- Huilong Township Location in Hubei
- Coordinates: 31°58′43″N 110°38′53″E﻿ / ﻿31.9786°N 110.6481°E
- Country: People's Republic of China
- Province: Hubei
- Prefecture-level city: Shiyan
- County: Fang
- Village-level divisions: 7 villages
- Elevation: 624 m (2,047 ft)

Population (2010)
- • Total: 3,022
- Time zone: UTC+8 (China Standard)
- Area code: 0719

= Huilong Township, Hubei =

Huilong Township (回龙乡 (回龍鄉, Huílóng Xiāng)) is a township of Fang County in northwestern Hubei province, China, located 12 km southwest of the county seat and 71 km south of Shiyan as the crow flies. As of 2019, it has seven villages under its administration.

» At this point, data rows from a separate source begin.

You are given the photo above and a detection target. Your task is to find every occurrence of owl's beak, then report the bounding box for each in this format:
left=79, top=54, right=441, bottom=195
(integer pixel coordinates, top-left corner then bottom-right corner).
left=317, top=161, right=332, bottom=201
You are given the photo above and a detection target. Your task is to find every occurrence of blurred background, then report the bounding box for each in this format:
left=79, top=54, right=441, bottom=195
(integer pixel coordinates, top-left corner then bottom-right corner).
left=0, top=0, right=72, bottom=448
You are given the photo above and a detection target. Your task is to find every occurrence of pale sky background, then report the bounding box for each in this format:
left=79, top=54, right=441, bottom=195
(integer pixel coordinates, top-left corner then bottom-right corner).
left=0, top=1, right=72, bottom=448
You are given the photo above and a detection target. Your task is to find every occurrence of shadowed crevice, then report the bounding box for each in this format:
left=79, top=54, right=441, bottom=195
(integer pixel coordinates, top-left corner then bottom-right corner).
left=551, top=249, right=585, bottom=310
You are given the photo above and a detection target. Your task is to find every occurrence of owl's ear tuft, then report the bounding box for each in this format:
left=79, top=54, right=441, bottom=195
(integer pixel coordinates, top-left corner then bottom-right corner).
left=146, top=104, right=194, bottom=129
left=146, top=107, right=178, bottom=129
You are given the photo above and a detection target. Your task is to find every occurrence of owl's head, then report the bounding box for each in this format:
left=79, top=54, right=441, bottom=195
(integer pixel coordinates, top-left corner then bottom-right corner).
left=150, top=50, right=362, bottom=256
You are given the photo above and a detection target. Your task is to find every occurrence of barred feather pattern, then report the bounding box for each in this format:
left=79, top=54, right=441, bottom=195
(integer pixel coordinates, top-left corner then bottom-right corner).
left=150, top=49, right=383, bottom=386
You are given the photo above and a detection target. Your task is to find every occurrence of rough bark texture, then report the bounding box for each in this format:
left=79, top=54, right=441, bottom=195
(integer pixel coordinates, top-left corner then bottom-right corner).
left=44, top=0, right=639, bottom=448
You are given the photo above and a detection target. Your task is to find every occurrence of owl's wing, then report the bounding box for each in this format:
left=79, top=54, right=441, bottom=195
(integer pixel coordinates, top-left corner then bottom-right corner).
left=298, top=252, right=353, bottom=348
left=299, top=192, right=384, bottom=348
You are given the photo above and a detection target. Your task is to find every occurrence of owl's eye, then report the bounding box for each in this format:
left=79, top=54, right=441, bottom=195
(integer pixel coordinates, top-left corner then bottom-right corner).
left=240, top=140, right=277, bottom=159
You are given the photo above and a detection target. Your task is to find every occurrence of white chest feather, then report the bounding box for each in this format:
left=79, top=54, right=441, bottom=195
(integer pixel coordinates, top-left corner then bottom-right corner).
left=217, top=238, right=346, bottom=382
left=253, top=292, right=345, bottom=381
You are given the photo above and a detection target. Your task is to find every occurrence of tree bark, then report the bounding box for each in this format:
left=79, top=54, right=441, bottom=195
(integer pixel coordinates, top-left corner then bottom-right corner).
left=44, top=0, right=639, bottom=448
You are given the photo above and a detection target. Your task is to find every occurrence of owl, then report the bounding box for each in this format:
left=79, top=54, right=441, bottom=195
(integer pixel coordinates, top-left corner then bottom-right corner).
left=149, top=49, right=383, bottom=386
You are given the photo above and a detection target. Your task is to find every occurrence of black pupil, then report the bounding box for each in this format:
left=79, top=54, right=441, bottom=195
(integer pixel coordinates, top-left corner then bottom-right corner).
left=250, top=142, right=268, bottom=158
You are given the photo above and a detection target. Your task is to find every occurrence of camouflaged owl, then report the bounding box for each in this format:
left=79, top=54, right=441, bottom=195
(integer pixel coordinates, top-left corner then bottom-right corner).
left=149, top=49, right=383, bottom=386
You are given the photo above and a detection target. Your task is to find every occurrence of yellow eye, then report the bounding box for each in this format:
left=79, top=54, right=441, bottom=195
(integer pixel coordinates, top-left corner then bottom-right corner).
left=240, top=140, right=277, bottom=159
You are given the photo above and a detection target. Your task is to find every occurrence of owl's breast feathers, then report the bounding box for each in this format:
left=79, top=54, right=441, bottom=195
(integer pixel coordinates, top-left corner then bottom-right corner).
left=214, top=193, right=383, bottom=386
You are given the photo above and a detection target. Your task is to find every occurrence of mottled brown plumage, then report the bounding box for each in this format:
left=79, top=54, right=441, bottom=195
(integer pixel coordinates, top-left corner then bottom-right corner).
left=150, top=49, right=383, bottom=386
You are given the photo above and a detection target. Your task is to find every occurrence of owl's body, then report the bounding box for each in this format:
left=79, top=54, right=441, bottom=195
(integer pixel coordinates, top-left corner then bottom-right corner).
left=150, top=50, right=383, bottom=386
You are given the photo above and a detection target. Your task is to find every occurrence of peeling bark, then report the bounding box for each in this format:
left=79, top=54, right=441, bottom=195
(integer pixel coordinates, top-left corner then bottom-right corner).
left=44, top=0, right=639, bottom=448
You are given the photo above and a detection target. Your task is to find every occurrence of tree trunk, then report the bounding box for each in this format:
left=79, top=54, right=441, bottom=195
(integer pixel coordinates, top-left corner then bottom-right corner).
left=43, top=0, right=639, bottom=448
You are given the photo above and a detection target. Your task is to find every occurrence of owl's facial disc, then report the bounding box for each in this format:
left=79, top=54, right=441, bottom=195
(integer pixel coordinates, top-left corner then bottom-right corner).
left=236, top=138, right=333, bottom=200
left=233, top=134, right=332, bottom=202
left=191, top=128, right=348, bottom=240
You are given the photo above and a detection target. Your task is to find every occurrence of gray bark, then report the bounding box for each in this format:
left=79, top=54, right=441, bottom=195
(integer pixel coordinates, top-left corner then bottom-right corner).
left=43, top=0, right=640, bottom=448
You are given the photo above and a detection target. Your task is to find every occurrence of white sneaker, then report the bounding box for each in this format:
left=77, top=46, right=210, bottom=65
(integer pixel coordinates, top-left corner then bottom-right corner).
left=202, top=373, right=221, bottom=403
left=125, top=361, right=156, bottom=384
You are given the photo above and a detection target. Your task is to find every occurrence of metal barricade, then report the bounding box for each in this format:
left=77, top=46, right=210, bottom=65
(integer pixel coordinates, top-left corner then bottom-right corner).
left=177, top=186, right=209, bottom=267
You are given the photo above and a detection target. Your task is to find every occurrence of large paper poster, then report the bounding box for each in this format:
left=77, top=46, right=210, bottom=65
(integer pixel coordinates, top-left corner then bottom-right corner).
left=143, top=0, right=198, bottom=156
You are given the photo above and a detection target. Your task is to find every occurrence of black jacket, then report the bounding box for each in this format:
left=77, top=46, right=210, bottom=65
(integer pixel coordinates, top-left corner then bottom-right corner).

==Administrative Divisions==
Villages:
- Shisan (十三村), Hongxing ('Red star village'; 红星村), Hongwei ('Red Guards village'; 红卫村), Ershi (二十村), Hongqi ('Red Flag village'; 红旗村), Heizhanggou (黑樟沟村), Guqiaogou (古桥沟村)

== Demographics ==
As of the 2010 Chinese Census, Huilong Township has a population of 3,022. In the 2000 Chinese Census, Huilong Township had a population of 4,850.

Huilong Township has a hukou population of 6,402 as of 2019, up from 6,388 in 2018.